⬤ Gold (XAU/USD) staged a recovery after dropping sharply on the 1-hour timeframe, bouncing from a key liquidity zone and climbing back toward the mid-$4,450s. The recent price action showed a classic sell-side liquidity sweep—where price dipped below recent lows to trigger stops—before reversing hard to the upside. This kind of move often signals a shift in order flow, and gold quickly recovered to around $4,451.89 after briefly testing support.
⬤ The dip below recent lows was interpreted as a "stophunt," clearing out weak hands before the market reversed direction. Strong bullish candles followed, confirming what traders call a structural reaction. Price moved back into a discount zone—the shaded area on the chart where buyers were waiting to step in. From there, the structure favors continuation toward a premium target near $4,476.
⬤ As long as gold stays supported above the reclaimed short-term zone, the path of least resistance appears to be higher. The setup relies on institutional-style concepts like liquidity sweeps, displacement, and order block interaction—basically, the idea that price hunts liquidity before making its real move. The target sits at the recent upper resistance zone, with the projected path curving upward if conditions hold.
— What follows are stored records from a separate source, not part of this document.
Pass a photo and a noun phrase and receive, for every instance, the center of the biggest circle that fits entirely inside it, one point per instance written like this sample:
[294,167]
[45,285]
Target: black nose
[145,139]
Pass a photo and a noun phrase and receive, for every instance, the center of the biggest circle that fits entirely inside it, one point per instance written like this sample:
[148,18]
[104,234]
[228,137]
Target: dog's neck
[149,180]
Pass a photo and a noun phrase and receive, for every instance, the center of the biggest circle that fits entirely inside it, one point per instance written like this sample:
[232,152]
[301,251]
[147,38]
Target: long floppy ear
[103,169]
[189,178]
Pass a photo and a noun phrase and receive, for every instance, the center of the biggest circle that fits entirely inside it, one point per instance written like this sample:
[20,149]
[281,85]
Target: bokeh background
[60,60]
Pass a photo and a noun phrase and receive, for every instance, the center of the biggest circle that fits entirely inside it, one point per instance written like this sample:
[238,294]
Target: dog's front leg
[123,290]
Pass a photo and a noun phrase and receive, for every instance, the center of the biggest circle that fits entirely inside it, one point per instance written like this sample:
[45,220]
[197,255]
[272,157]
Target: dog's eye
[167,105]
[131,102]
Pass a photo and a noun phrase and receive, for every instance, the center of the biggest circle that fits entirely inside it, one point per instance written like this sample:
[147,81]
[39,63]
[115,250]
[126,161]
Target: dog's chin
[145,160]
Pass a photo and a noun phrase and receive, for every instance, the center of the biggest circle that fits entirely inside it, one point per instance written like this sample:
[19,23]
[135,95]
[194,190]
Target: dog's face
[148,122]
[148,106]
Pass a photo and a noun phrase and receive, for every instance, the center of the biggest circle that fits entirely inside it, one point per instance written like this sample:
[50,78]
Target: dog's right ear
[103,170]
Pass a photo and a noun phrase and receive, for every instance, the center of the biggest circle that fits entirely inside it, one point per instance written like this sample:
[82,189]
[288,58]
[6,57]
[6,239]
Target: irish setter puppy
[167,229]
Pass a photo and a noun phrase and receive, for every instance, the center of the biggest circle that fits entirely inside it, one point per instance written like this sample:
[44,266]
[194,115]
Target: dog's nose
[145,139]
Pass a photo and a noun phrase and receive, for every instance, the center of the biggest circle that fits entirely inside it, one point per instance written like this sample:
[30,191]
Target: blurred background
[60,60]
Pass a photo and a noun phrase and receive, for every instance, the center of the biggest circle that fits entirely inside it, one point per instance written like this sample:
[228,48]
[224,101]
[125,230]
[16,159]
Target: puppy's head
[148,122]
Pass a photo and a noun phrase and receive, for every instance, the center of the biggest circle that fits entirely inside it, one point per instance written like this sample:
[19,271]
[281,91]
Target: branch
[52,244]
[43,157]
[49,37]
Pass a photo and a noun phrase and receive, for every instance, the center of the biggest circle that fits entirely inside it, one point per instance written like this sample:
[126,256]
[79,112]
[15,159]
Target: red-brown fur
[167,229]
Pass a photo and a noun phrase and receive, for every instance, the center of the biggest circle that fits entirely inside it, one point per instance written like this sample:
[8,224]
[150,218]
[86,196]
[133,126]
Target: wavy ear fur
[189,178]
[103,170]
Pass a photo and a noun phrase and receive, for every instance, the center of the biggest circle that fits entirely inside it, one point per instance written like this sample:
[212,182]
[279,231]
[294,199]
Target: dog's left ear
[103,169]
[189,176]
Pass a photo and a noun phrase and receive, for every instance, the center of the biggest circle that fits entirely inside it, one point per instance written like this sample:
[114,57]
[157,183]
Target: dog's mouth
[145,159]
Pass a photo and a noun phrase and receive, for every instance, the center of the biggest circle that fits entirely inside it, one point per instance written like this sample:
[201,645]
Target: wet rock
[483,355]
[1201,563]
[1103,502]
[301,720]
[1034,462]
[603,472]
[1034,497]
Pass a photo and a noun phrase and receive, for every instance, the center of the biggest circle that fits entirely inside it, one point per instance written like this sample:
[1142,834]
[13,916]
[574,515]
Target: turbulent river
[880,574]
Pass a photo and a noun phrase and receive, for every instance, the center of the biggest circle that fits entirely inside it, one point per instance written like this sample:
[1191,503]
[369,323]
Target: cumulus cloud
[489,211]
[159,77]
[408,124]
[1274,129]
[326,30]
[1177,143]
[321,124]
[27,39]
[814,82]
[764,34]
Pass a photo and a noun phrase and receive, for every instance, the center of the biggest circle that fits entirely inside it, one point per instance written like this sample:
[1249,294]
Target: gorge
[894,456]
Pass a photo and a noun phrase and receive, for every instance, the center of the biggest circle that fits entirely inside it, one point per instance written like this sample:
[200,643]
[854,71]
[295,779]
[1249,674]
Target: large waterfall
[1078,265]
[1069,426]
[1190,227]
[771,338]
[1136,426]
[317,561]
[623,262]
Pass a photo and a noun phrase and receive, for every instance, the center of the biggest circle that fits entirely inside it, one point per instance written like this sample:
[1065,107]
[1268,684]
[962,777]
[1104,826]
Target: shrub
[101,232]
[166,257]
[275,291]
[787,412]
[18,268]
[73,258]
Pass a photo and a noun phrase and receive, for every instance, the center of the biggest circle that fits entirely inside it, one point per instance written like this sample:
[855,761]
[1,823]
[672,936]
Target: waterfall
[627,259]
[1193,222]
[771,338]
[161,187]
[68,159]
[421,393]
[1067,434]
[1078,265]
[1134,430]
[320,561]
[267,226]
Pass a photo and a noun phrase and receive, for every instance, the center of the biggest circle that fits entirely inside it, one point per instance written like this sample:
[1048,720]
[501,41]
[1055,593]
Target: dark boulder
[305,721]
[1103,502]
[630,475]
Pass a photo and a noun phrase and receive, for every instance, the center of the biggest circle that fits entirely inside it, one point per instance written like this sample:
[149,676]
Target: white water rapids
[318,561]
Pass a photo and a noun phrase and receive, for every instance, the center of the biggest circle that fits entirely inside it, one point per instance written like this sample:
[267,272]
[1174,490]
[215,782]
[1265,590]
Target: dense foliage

⬤ This technical setup matters because gold continues to react strongly to short-term liquidity grabs around intraday levels. A sustained hold above the rebalanced zone supports expectations for another push higher, while a break back below the swept range would weaken the bullish case. Trading in the mid-$4,400s with elevated volatility, gold is now at a decision point—either build on this rebound toward $4,476, or lose momentum before reaching that threshold.